Video Anomaly Detection

Tackling the problem of automatically detecting unusual activity in video sequences

MERL Researcher: Michael Jones (Computer Vision).
Joint work with: Bharathkumar Ramachandra (North Carolina State University), Ashish Singh (University of Massachusetts-Amherst), Erik Learned-Miller (University of Massachusetts-Amherst).

Search MERL publications by keyword: Computer Vision, anomaly detection, video analysis, action detection

This research tackles the problem of automatically detecting unusual activity in video sequences. To solve the problem, an algorithm is first given video sequences from a fixed camera showing normal activity. A model representing normal activity is created and used to evaluate new video sequences from the same fixed camera. Any parts of the testing video that do not match the model formed from normal video are considered anomalous.

Explainable Video Anomaly Localization

(This work originally appeared at CVPR 2023: Singh, A., Jones, M.J., Learned-Miller, E. Explainable Video Anomaly Localization, IEEE International Conference on Computer Vision and Pattern Recognition (CVPR), June 2023.)

Our solution to the problem of video anomaly detection consists of 3 stages: 1) training high-level attribute networks, 2) learning a model of a scene\'s normal activity, 3) anomaly detection.

Stage 1 is only done once and then used to provide high-level features for the latter two stages. Stages 2 and 3 are done for every new scene in which one wants to detect anomalies.

Stage 1: Training High-Level Attribute Networks

Deep networks are trained to estimate various high-level appearance and motion attributes of a video volume. A video volume is a fixed-size H x W x T volume of a video sequence where H is the height of a patch in a frame, W is the width and T is the number of frames.

The appearance attribute used in this work is the object class. We train a modified ResNext-50 architecture for our object recognizer using training images from CIFAR-10, CIFAR-100, MIO-TCD, as well as examples taken from surveillance video that we collected. We train on 8 different object classes (person, car, cyclist, dog, tree, house skyscraper, bridge) and use the penultimate 128-length layer of the network as a high-level feature vector that encodes the appearance of an image patch. To get a single feature vector representing a multi-frame video volume, we average the feature vectors computed separately for each frame.
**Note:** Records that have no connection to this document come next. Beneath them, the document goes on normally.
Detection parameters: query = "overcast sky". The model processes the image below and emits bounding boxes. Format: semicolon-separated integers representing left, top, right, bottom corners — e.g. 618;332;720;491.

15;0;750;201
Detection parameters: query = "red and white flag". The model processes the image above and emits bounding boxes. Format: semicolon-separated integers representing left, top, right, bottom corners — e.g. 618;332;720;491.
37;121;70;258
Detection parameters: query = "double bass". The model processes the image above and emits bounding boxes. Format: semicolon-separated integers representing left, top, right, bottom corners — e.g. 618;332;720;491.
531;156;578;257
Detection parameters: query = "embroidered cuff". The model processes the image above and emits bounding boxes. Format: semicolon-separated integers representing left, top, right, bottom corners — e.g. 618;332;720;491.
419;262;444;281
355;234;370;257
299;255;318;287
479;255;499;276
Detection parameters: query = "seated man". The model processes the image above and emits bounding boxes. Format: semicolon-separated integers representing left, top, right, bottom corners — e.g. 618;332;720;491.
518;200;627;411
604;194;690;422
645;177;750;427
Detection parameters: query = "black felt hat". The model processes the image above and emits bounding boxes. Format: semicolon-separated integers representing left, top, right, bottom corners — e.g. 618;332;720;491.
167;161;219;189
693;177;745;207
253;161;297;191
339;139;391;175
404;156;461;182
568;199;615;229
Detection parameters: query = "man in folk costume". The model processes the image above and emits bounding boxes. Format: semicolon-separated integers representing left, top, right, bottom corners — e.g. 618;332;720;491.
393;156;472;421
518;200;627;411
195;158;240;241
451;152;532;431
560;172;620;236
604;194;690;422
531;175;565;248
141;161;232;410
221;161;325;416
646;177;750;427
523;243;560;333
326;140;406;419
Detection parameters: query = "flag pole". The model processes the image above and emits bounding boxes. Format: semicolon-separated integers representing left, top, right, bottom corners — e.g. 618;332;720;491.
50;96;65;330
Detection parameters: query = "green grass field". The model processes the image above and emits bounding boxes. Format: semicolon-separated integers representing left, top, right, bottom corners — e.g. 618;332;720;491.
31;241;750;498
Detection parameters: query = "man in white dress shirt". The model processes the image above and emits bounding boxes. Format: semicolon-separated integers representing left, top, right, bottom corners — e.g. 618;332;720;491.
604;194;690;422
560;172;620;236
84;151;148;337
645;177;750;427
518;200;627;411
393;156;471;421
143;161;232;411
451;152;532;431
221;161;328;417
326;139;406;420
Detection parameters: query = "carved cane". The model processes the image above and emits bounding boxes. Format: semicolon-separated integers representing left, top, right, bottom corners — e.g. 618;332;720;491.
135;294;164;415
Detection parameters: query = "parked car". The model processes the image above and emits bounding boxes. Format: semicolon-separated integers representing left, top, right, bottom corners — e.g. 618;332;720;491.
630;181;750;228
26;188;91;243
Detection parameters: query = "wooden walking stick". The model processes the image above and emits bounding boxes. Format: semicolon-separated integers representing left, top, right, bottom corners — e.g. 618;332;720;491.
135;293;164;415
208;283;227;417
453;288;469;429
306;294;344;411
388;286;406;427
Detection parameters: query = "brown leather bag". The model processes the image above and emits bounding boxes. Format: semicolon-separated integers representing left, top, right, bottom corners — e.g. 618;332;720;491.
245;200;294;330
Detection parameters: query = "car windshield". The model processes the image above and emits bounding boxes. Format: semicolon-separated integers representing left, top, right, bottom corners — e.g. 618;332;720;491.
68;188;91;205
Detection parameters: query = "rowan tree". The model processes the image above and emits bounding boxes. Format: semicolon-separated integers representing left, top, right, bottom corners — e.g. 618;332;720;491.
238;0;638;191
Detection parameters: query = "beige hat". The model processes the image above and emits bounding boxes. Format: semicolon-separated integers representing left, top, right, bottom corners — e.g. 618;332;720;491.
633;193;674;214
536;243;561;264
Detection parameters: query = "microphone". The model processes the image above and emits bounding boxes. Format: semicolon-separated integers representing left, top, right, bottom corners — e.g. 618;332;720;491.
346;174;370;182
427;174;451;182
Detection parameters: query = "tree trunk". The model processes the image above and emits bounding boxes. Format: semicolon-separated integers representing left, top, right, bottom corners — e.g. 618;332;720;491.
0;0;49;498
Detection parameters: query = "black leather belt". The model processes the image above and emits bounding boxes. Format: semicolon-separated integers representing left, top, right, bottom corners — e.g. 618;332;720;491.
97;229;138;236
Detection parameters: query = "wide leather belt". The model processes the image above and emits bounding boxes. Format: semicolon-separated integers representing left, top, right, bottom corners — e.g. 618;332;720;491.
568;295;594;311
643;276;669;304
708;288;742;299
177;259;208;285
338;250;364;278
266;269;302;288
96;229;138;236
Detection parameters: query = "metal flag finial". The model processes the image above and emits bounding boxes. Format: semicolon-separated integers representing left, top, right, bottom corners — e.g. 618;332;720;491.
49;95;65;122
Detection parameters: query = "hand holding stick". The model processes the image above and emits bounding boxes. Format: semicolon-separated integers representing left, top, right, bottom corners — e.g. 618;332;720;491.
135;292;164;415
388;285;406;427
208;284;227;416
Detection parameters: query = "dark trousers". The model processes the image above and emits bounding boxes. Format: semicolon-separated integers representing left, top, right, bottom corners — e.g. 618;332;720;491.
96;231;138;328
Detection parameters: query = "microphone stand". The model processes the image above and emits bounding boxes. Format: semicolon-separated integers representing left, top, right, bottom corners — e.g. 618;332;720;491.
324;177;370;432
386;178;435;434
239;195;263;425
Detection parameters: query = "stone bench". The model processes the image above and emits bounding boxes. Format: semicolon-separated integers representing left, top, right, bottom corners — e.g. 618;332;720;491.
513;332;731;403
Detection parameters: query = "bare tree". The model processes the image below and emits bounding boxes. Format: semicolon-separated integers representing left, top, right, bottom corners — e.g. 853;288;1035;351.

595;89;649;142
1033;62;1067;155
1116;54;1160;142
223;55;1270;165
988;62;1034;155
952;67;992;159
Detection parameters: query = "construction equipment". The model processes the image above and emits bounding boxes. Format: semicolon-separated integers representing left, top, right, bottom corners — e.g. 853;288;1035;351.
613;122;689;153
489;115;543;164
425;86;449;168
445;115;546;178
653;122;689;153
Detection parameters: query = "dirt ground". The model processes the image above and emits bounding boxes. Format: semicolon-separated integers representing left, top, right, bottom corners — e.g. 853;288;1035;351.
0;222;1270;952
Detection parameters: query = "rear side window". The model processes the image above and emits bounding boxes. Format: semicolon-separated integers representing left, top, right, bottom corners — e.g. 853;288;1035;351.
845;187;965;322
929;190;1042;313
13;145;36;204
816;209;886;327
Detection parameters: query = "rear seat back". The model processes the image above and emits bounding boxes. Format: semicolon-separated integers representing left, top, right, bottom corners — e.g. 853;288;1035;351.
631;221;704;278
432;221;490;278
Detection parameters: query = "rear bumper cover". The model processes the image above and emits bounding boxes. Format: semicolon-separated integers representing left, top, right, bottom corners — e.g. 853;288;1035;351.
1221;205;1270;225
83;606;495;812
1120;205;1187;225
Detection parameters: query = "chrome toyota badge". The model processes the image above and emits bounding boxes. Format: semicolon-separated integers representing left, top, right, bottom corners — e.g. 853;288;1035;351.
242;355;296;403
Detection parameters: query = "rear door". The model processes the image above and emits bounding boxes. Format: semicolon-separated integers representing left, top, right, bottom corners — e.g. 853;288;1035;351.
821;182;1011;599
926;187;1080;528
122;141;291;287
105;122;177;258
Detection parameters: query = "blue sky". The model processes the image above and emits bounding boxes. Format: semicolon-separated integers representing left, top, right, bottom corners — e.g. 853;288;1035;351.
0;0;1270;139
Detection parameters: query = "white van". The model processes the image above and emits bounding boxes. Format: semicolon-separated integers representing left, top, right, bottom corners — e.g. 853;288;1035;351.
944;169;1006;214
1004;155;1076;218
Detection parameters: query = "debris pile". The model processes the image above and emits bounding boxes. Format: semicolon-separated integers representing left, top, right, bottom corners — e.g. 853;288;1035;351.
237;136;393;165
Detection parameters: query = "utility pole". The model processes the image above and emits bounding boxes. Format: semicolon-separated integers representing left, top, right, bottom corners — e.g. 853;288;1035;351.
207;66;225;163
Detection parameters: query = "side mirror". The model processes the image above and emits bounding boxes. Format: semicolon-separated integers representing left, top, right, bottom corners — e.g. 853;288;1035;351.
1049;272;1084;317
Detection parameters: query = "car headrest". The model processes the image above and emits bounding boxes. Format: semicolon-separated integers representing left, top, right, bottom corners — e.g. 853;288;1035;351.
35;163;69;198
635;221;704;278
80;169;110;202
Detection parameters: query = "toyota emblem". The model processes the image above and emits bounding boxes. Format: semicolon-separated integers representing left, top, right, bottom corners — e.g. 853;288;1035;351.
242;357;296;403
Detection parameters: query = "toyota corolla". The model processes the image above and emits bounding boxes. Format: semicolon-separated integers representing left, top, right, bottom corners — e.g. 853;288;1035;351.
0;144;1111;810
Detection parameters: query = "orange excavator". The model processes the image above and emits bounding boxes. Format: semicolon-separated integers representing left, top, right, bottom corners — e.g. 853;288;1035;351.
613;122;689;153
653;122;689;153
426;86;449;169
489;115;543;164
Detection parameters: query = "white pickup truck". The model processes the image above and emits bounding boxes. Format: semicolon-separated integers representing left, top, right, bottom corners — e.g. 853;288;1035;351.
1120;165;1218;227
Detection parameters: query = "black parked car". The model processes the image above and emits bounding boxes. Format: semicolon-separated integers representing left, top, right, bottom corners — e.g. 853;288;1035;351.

We train 3 different motion attribute networks to represent the motion present in a video volume. These motion attributes are: a histogram of flow, a vector of motion speeds in each direction, and the fraction of stationary pixels in the video volume which is inversely proportional to the size of moving objects. The histogram of flow is represented using 12 bins (for every 30 degrees of motion direction) where each bin represents the fraction of pixels that are moving in a particular direction. The vector of motion speeds represents the average speed in pixels per frame for pixels moving in each of the 12 directions. The fraction of stationary pixels is the fraction of pixels in the video volume whose motion magnitude is below a small threshold. We train separate 3D convolutional networks to estimate each of these motion attributes directly from the RGB video volumes. The feature vectors output by the penultimate layers of each network is used as the high-level feature representing each type of motion attribute. High-level features are mapped to high-level attributes using the final linear layer of the respective neural network.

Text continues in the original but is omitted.